Abby stopped by a row of vines with small yellow star-shaped flowers growing up a grid of branches, and broke off two long shiny green cucumbers. She rolled the vegetables in her hands, and then opened a long jack-knife and cut off the tops. The knife seemed to appear from nowhere.
“Have you tried one of these? They’ll quench your thirst.”
“Glenda gave me one of them. I like them.” Phoebe squeezed the green skin and drank the warm liquid.
They walked back toward the wall of brambles, and there amid rows of low green vines growing on small mounds, was a beautiful tree with long shiny green leaves. Many very strange yellow and purplish pods with long grooves grew from the trunk and branches. It was not tall, but there was something royal about the tree. It sat enthroned there among its subjects.
“So…” Phoebe began, “I’ve never see a tree like that before.”
“We call it a northern cacao. It’s a cacao tree that will grow here, in this climate. The beans in these pods – with a certain kind of peppermint – make the tea you drank earlier.”
Abby volunteered no more information, and finally Phoebe said, “Well, I do see that a tree like this would be worth a lot of money.”
“Oh yes,” Abby replied. “But I would never sell it to anyone. It’s too rare a secret and not mine to share. But I would like to make a little money off the finger beans and squashes and cucumbers and apples. And there are other things, more than you dream of.”
“So how did you get one of these cacao trees? And who taught you all this?”
Abby shot her a look of disappointment and shook her head.
Phoebe gritted her teeth. “But you were saying you wanted to make some money.”
“Yeah. I’ve been working on it. Scutter wants to sell squashes and finger beans in the big market. And he’s asking for lemon cukes, though I haven’t shown him any.”
Phoebe raised her eyebrows at the mention of Scutter, and then noticed Abby looking at her out of the corner of her eye, taking in her reaction.
Is she serious? How could she think of working with Scutter? Or am I totally mistaken?
“You’ve got to be careful with Scutter. Do not trust him.”

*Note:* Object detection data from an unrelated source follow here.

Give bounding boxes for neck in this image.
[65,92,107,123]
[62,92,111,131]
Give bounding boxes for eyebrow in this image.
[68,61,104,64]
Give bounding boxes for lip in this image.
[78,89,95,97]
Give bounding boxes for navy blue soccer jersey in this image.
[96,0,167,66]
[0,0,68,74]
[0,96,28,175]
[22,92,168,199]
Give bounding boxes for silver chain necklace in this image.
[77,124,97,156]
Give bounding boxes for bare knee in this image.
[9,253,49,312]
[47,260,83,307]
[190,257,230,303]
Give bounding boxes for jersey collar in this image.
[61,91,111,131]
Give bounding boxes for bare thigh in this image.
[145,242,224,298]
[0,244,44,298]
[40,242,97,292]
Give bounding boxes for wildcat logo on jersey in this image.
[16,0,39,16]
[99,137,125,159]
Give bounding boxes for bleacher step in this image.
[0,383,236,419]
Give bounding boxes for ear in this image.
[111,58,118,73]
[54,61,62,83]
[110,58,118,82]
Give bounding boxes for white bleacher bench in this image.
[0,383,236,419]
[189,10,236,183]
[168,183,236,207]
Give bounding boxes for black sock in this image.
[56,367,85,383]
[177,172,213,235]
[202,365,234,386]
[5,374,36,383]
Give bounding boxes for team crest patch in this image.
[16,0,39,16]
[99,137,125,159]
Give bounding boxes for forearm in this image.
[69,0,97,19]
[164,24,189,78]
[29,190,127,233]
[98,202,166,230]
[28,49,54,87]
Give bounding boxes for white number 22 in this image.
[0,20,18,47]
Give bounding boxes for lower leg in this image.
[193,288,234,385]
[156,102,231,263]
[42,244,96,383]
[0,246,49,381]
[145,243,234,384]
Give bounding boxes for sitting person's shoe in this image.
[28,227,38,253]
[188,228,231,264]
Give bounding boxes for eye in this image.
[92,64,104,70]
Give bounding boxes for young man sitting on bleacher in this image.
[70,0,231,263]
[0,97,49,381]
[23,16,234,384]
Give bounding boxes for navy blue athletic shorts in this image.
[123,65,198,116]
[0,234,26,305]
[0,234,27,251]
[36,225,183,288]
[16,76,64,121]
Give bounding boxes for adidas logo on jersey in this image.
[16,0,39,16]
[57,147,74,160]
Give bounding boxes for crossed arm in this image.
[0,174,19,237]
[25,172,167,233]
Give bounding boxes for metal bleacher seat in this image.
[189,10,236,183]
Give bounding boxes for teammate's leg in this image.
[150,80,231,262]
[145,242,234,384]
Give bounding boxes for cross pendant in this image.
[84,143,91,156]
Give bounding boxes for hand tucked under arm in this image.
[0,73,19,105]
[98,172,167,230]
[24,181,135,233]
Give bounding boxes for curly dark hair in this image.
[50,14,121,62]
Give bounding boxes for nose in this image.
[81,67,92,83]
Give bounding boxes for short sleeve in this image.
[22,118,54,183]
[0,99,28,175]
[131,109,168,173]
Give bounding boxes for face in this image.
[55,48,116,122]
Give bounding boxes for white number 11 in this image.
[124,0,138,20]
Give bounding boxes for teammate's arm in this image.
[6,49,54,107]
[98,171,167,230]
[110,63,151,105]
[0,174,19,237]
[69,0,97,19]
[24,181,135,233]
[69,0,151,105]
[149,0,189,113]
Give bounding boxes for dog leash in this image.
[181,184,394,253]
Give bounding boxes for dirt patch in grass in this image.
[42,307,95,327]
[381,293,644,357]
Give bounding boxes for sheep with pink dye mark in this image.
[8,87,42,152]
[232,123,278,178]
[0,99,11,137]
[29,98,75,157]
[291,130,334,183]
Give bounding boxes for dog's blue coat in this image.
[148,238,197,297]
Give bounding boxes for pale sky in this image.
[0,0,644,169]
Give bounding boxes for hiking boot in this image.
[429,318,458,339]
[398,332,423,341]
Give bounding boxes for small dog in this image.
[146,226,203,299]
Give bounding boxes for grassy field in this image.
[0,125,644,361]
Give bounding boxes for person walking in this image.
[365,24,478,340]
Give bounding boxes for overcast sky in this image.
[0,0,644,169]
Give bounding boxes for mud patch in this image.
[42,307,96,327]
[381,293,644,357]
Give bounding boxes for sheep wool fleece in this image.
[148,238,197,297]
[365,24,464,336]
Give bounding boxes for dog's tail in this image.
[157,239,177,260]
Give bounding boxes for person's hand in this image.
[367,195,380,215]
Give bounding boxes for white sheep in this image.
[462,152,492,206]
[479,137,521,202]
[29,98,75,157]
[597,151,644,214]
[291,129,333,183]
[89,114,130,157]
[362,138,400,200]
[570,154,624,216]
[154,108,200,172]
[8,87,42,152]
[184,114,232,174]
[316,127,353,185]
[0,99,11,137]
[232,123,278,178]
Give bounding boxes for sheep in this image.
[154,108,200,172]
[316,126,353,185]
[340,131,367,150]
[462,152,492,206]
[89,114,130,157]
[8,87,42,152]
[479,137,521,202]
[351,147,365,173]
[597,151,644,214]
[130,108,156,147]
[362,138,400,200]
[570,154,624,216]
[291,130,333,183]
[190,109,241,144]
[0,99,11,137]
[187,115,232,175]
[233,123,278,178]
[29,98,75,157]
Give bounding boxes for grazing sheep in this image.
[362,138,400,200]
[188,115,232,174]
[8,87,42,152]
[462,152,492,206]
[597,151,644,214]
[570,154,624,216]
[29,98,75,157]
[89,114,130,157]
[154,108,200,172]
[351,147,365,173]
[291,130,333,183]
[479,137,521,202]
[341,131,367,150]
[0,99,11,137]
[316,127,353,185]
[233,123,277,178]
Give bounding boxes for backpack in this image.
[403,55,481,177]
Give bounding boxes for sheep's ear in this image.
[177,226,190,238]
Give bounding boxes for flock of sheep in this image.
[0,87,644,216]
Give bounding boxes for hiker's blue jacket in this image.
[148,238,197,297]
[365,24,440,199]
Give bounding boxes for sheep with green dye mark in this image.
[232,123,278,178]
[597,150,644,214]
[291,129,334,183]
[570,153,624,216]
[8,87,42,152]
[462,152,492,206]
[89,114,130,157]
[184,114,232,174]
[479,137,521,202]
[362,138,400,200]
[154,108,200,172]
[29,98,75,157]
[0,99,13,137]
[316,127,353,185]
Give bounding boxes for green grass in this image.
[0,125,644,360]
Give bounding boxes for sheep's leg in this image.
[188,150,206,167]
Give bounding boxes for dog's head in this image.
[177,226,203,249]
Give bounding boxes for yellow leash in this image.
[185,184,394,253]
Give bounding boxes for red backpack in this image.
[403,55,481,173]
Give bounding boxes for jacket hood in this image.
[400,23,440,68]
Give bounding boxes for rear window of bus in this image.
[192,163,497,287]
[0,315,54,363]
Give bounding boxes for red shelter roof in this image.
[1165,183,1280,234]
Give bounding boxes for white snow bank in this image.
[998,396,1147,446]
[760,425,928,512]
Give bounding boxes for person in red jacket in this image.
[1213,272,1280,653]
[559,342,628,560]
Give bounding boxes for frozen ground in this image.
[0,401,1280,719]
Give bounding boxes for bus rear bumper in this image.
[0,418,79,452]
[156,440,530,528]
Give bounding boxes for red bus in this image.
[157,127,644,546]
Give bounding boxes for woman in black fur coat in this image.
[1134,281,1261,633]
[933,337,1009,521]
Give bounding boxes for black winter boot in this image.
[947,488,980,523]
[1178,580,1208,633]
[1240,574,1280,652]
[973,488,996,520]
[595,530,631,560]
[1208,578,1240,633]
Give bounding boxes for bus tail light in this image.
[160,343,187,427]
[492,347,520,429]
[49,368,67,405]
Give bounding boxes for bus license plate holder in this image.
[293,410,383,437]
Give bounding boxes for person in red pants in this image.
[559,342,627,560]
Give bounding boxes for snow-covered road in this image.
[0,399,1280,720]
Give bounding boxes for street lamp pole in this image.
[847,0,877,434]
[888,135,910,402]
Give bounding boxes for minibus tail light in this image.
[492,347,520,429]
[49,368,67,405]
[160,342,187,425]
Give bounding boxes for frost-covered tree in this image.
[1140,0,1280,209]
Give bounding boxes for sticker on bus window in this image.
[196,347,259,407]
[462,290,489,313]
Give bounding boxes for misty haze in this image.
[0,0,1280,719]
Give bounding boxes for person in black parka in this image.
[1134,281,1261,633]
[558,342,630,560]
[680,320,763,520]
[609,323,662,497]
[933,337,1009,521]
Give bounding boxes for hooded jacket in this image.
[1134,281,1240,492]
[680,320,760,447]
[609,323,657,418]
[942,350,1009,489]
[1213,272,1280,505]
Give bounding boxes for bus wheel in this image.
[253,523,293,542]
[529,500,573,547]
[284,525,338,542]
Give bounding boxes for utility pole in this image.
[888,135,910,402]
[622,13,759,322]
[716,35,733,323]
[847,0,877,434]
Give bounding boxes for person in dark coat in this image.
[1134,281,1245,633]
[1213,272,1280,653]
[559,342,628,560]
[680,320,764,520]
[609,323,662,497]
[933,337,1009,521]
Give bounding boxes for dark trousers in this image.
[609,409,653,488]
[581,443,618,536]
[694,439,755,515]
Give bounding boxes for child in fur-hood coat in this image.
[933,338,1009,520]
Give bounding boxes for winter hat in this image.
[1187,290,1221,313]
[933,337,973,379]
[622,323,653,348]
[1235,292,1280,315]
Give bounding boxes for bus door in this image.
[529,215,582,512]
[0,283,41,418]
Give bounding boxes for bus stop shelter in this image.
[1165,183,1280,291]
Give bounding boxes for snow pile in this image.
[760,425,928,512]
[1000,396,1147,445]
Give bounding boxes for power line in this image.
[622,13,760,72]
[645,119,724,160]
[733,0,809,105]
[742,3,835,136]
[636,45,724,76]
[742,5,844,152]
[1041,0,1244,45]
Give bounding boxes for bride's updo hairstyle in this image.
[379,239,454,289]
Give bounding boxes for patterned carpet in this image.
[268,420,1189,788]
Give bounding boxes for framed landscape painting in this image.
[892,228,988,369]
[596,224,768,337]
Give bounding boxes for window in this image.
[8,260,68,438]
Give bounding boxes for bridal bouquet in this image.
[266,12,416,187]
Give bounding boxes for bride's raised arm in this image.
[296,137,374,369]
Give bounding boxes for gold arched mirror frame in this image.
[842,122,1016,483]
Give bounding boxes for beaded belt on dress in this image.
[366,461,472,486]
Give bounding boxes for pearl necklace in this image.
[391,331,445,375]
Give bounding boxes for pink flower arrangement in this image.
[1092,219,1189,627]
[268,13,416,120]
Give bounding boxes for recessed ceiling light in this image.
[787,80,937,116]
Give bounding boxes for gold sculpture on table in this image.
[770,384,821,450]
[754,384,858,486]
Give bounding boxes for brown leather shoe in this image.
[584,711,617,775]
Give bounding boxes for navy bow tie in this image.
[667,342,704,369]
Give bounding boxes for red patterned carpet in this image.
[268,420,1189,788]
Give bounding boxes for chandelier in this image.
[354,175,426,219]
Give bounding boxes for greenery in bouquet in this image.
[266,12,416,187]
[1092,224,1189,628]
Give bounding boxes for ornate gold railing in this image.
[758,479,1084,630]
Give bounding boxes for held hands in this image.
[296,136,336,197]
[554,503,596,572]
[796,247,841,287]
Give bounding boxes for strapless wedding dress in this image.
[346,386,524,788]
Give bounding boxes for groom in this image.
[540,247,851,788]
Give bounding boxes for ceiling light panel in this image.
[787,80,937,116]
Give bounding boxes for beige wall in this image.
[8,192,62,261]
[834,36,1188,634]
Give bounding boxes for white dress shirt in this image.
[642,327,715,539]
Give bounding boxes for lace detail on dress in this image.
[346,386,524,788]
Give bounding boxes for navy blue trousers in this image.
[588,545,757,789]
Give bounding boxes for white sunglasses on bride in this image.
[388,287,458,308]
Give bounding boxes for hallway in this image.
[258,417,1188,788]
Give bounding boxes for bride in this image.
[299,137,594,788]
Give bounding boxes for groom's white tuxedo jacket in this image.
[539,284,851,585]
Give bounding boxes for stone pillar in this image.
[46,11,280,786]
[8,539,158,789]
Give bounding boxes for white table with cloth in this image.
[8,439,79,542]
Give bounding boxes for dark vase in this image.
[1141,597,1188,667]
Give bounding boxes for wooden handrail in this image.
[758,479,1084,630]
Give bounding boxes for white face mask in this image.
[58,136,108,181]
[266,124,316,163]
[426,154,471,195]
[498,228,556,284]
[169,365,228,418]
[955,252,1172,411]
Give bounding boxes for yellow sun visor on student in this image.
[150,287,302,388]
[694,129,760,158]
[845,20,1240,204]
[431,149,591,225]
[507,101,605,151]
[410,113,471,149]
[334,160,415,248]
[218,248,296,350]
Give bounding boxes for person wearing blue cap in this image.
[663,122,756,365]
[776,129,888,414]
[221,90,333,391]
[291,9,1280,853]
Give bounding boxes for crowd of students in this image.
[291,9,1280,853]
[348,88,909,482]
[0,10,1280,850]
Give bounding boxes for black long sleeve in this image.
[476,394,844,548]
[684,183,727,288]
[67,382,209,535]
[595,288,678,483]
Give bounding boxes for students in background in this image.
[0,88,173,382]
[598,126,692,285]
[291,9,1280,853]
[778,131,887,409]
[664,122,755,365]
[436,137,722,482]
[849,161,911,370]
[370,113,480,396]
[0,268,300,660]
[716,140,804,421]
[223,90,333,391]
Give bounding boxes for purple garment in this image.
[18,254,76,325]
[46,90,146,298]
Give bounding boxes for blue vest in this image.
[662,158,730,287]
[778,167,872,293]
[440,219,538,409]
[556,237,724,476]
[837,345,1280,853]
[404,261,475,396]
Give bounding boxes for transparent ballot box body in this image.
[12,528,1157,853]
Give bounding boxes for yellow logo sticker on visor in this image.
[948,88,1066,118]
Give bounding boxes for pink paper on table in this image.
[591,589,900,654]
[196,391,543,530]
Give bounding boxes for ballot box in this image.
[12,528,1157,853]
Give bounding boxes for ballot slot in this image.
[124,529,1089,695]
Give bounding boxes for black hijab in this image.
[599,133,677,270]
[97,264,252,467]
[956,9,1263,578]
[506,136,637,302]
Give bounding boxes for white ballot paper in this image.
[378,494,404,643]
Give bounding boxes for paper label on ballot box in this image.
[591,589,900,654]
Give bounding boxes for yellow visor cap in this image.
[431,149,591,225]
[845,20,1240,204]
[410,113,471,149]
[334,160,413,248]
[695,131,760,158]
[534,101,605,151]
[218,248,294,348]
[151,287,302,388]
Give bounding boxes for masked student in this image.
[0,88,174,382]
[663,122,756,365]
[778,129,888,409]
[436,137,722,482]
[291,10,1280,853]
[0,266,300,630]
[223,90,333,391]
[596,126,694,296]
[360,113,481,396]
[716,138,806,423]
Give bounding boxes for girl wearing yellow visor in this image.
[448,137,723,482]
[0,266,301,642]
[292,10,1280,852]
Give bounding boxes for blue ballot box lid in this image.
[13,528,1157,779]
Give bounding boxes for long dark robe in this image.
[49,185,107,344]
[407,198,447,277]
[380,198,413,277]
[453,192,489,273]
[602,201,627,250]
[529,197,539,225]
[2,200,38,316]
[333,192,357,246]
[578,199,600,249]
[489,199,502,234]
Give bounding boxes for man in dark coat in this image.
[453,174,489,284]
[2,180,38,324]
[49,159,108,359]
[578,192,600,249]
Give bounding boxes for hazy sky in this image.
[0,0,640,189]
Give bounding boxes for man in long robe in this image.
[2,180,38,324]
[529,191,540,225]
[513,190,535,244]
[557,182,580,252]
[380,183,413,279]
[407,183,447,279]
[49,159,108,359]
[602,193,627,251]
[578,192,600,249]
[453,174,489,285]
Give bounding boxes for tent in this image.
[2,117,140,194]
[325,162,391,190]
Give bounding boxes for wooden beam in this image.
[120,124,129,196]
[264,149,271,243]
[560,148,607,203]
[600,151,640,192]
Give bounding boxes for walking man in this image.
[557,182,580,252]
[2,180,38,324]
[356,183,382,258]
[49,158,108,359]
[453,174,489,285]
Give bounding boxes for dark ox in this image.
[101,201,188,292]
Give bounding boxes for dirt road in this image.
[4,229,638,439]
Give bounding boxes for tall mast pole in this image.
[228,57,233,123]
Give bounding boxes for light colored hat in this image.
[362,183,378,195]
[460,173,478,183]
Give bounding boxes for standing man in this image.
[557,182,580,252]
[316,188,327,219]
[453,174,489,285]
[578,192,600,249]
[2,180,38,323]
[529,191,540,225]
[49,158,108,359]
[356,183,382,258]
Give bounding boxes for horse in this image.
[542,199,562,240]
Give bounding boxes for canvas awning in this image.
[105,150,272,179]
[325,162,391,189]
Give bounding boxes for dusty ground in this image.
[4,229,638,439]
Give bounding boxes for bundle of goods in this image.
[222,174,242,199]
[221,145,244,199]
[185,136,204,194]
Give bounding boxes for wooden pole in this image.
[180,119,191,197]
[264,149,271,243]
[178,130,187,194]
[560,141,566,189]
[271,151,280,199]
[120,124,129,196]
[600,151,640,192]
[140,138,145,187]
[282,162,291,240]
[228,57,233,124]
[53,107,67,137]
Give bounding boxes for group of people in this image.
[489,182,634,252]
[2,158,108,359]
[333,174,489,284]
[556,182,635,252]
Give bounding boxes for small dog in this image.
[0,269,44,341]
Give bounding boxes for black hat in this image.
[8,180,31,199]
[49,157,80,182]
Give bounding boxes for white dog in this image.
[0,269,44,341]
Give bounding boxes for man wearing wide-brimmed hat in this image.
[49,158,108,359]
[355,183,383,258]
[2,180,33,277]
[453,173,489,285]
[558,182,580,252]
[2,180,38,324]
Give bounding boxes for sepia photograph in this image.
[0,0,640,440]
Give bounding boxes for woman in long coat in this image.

“He’s actually a polite man," returned Abby. "He likes me.”
“But he’s not all by himself. Other people own and control that store. The money came from someplace.”
“But it never comes to me. When do I get some? Sammy sells these vegetables, and anyone can grow them from seed. Why can’t I sell them too?”
“Well, why don’t you? Go ahead and sell them at Sammy’s.”
“He won’t buy from me. None of them will do anything with me.”
“Really?” Phoebe hesitated, failing to hide the doubt in her eyes.
“But it’s true. They don’t trust me.”
What am I missing? What reason could Sammy have for refusing? “I know you understand all this much better than I do,” said Phoebe. “But you’re the one who said we need to be careful. Let me help you. Let’s make a pact that… I don’t know… we’ll figure this out together.”
Abby’s face softened. “I hope you can. I’m having a really hard time. You don’t know how hard it is.” She paused, and gave Phoebe a shy, questioning look. “I’ve been thinking. It’s why I brought you out here…”
Phoebe waited in suspense, biting her tongue.
“At Glenda’s when you said we could form a team to help Reverend Tuck, I thought you might be serious.”
“I am serious,” replied Phoebe. “I just don’t know what to do.”
“Reverend Tuck really does need help. And so do the rest of us. I know there are people who want to get rid of him, fire him, throw him out.”
“Why do they want to get rid of him?”
“Because they don’t agree with his beliefs. They think he’s in the way. They don’t like to be told no. Lots of reasons. I think you might be caught up in all this too, and don’t realize it yet. I’m more than caught up in it, I’m trapped in it.”
“You’ll have to slow down, I’m not following you. Is this about climate change, or something totally different?”
“Both. Reverend Tuck’s going to need help, and I am too. And so are you.”